From Moldy Chum
[dropcap]C[/dropcap]ulebra, a small island to the east of Puerto Rico, is notorious among seasoned anglers for its unusually large bonefish. However anecdotal evidence suggests that bonefish populations inhabiting relatively small, isolated, reef flats such as those found on Culebra may be particularly vulnerable to human-induced disturbances such as illegal gill netting and habitat loss.
To learn about their potential vulnerability, an international team of researchers launched a multi-year study examining the movement patterns of bonefish in Culebra.
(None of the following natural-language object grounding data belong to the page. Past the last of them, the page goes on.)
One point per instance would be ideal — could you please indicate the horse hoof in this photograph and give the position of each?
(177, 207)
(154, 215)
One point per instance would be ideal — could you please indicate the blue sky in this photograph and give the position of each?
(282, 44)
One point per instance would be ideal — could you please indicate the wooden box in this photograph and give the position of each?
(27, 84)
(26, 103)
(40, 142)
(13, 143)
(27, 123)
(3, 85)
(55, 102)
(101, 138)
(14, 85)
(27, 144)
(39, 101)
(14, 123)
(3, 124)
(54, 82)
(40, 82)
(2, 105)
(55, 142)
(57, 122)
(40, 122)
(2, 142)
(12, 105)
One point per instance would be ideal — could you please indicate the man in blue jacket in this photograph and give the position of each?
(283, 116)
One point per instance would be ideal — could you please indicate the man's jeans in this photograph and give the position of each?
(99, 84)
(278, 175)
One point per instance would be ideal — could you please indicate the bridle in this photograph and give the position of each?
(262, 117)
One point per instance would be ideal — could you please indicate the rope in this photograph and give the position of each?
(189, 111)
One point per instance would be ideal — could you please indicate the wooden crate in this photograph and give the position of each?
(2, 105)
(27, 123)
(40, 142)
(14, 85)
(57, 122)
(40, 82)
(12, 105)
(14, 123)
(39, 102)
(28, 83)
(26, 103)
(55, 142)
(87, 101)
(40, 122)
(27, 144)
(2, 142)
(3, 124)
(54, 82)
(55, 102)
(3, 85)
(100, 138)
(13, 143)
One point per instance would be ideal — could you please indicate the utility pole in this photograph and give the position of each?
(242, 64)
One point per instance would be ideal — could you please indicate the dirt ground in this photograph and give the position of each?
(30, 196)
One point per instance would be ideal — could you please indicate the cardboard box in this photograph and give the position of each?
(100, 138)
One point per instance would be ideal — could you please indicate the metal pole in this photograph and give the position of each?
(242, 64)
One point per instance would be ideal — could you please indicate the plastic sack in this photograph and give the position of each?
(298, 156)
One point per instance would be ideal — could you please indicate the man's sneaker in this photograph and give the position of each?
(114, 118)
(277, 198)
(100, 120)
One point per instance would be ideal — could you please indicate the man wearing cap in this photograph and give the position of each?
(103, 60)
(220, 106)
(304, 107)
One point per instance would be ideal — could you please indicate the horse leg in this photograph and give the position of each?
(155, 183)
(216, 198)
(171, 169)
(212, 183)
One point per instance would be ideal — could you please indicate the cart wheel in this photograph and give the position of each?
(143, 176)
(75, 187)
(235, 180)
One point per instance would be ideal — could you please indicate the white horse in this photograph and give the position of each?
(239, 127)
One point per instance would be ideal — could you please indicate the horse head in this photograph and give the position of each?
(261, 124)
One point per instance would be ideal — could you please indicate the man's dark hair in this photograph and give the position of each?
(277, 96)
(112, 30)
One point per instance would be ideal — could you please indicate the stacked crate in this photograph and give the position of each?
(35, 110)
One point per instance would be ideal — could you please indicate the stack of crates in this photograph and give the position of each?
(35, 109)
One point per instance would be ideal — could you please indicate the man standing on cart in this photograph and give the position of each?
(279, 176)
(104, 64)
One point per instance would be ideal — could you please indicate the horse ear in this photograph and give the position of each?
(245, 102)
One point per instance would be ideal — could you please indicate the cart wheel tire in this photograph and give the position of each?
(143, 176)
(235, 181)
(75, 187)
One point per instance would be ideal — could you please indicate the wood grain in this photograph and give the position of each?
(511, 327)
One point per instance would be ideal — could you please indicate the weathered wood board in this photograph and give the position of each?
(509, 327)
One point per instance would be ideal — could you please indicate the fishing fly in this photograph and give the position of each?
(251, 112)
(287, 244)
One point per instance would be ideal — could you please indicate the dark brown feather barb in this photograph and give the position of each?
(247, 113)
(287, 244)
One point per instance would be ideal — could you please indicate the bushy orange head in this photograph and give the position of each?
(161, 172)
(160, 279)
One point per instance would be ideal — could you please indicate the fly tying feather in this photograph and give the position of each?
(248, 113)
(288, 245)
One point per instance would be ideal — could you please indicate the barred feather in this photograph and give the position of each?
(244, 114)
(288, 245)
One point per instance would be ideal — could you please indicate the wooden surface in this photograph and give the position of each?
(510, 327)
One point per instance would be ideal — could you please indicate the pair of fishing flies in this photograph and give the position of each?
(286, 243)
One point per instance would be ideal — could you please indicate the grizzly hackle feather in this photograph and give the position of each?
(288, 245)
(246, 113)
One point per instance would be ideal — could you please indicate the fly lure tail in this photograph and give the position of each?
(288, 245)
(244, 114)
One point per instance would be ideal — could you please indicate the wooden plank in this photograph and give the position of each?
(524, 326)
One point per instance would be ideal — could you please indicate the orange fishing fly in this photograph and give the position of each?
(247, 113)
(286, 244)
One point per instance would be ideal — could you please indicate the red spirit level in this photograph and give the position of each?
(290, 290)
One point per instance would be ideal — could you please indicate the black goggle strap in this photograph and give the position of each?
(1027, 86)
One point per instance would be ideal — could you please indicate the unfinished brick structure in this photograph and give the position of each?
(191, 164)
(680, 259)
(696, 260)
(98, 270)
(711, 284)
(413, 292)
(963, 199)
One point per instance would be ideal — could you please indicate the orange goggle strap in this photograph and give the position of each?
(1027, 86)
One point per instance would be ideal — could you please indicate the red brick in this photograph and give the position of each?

In the summer of 2012 we began by creating a research infrastructure in Culebra, and deployed an array of nearly 50 acoustic receivers (listening stations) encompassing the entire island, allowing us to detect tagged bonefish and follow their movements at scales as small as a few yards!
After months of testing and fine-tuning, we deployed an initial batch of tagged bonefish and the preliminary data is amazing. Based on this test of the array, we planned to surgically implant transmitter tags into 30 bonefish in the spring of 2013, collecting data on their movements well into 2015!
Due to spending cutbacks by the U.S. federal government, the grant that made this work possible has been cut by half. This means we can barely afford to maintain our infrastructure and network of listening stations, and most importantly, that we can no longer afford to purchase and deploy 30 transmitter tags this spring as planned. In other words, 30 bonefish will be swimming around our extensive array of listening stations in Culebra without any transmitter tags in them, providing us with NO DATA!
How you can help
Adopt a Culebra Bonefish! We need to raise $19,500 for 30 transmitters to implant in bonefish, with purchase and deployment of each tag costing $650. Please consider Adopting a Bonefish as part of this project. As a thank-you, we will name the bonefish tagged in your honor, and you’ll receive a thank-you packet, including a photograph of the bonefish and its personal details, (length, weight, sex when known), as well as bi-yearly updates on their fish’s status!
Don’t let Culebra’s bonefish go another season without providing us with valuable information about how to conserve them! Adopt a Culebra bonefish now!
Time is of the essence!
Contact Dr. Andy Danylchuk (email@example.com) to adopt your bonefish today.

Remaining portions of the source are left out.